Fallimento: più paletti all’ammissione della revocatoria
Se la società è estinta i soci devono aver riscosso una quota dell’attivo
La revocatoria fallimentare può essere promossa con successo nei confronti dei soci e del liquidatore di una società di capitali estinta per ottenere la restituzione di pregressi pagamenti, solo se vengono dimostrati gli ulteriori presupposti per la loro responsabilità previsti dall’articolo 2495 comma secondo del Codice civile. E cioè se viene provato che i soci della società estinta hanno percepito quota dell’attivo sociale o che che il liquidatore abbia disatteso ai suoi obblighi .
Lo ha stabilito il Tribunale di Roma (sentenza del 14 aprile n.6074) affrontando la questione dei limiti entro cui i creditori sociali possono fare valere i loro diritti nei confronti dei soci di una società dopo la cancellazione dal registro delle imprese.
In tema di crediti non onorati (articolo 2495 del Codice civile) la Cassazione, a sezioni unite (sentenza 6070/2013), ha chiarito che: l’obbligazione della società estinta per cancellazione dal registro delle imprese non si estingue, ma si trasferisce ai soci, che ne rispondono nei limiti di quanto riscosso a seguito di liquidazione oppure illimitatamente se, quando la società era esistente, erano illimitatamente responsabili per i debiti sociali.
Di recente la Cassazione con l’ordinanza 521/2020 ha chiarito che, in caso di società di capitali, cancellata dopo la liquidazione, il creditore insoddisfatto deve allegare che la fase di pagamento dei debiti sociali non si è svolta nel rispetto della par condicio creditorum. E in particolare: se vorrà fare valere la responsabilità “illimitata” del liquidatore, perché pretermesso a vantaggio di altri creditori, deve dedurre il mancato soddisfacimento di un diritto di credito, provato come esistente, liquido ed esigibile al tempo dell’apertura della fase di liquidazione.

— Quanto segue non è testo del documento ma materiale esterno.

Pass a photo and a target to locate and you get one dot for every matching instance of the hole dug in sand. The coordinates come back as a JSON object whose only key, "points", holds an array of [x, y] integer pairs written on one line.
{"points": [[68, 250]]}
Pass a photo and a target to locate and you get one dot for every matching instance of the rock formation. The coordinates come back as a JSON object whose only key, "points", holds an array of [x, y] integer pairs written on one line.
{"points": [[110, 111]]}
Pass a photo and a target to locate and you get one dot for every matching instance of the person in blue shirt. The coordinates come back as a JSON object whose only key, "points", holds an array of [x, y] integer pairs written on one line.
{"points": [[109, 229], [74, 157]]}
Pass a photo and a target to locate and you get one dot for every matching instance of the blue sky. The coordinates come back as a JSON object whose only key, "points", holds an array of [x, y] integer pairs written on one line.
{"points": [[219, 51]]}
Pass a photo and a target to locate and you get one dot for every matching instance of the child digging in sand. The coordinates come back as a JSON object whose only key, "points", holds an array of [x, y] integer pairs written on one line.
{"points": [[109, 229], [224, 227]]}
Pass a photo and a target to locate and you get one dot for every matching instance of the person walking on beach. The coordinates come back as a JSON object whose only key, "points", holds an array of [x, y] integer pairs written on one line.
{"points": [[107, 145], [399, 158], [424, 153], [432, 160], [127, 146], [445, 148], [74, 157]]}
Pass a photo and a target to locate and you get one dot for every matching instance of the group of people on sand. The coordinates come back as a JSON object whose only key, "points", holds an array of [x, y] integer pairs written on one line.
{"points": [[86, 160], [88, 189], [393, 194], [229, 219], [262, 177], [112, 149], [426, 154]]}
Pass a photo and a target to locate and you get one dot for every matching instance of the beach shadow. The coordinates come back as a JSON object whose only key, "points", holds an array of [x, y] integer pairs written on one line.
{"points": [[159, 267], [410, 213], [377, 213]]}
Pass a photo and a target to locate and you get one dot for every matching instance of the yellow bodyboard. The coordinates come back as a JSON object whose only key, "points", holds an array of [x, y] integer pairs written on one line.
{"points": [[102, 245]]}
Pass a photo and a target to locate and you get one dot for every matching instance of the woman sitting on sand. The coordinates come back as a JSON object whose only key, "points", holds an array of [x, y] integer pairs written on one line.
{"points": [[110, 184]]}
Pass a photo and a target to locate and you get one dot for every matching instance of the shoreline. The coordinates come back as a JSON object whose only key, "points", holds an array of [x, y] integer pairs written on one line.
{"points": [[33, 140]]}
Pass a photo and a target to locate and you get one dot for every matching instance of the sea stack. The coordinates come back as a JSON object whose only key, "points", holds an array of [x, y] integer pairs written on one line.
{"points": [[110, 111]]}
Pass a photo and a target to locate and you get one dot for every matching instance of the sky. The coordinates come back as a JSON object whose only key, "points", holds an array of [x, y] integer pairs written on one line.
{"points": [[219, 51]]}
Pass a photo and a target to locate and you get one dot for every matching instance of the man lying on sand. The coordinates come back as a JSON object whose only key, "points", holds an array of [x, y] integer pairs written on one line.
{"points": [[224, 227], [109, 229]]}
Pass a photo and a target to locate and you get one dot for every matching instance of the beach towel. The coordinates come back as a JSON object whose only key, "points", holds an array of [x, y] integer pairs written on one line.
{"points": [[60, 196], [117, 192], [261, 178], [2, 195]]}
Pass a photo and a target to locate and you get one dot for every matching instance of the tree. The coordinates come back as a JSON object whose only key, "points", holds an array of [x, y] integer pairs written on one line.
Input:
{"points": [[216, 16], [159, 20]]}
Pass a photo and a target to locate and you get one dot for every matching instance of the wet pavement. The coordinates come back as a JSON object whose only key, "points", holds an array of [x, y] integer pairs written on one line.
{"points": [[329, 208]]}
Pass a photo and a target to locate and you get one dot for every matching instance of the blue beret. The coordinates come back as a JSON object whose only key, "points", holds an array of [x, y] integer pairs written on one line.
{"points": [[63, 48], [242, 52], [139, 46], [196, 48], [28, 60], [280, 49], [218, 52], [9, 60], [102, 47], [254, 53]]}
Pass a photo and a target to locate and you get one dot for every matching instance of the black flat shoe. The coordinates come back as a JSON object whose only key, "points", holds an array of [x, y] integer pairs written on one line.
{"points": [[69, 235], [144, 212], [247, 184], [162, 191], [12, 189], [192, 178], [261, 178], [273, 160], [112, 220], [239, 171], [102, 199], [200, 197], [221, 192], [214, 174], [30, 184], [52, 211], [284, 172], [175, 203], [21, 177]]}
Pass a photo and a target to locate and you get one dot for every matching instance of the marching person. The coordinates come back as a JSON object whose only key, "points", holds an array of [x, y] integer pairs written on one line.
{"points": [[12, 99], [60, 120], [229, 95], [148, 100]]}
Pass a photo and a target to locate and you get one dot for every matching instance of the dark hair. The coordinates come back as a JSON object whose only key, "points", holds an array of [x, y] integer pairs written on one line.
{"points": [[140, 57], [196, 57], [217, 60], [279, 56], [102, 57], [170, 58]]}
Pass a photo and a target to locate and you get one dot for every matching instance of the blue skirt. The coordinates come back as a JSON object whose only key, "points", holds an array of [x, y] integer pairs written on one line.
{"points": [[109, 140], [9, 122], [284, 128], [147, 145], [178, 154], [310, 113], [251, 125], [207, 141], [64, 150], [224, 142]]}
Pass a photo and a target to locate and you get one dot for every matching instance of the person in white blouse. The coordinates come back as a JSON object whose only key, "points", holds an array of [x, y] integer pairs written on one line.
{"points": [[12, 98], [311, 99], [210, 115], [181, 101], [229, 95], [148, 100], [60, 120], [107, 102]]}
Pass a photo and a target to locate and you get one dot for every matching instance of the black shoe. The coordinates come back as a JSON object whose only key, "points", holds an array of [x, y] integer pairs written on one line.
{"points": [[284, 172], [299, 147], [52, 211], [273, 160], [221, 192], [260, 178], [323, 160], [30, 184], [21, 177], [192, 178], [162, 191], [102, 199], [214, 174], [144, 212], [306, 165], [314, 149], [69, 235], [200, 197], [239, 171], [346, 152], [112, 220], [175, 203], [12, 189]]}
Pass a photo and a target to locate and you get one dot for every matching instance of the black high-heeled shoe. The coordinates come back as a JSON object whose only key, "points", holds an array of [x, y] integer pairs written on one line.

Se invece vuole far valere la responsabilità “limitata” di soci, l’attore è tenuto a provare che l’importo preteso sia di ammontare eguale o superiore a quello riscosso da ciascuno di essi in sede di liquidazione, sulla base del relativo bilancio, poiché è attraverso la vicenda successoria “ex lege” che il medesimo socio rimane obbligato nei confronti del creditore sociale, divenendo la percezione della quota dell’attivo sociale elemento della fattispecie costitutiva del diritto azionato.
Nel caso affrontato dal Tribunale di Roma , il commissario giudiziale di una società in amministrazione straordinaria aveva convenuto i soci e il liquidatore di una società estinta perché fossero dichiarati inefficaci alcuni pagamenti eseguiti prima della sua cancellazione, e perché fossero condannati alla restituzione delle somme. Il commissario giudiaziale aveva quindi proposto l’azione revocatoria (articolo 67 della legge fallimentare) nei confronti degli obbligati in luogo della società estinta.
Questo perché, nei sei mesi antecedenti all’avvio delle procedure concorsuali la società poi finita in amministrazione straordinaria (e della cui grave crisi finanziaria già parlava la stampa) aveva disposto pagamenti in favore della società estinta prima della cancellazione.
Ma nel giudizio non era stata data prova nè che i soci della società estinta avessero percepito quota dell’attivo sociale nè che il liquidatore avesse disatteso ai suoi obblighi. La revocatoria fallimentare è stata quindi dichiarata infondata.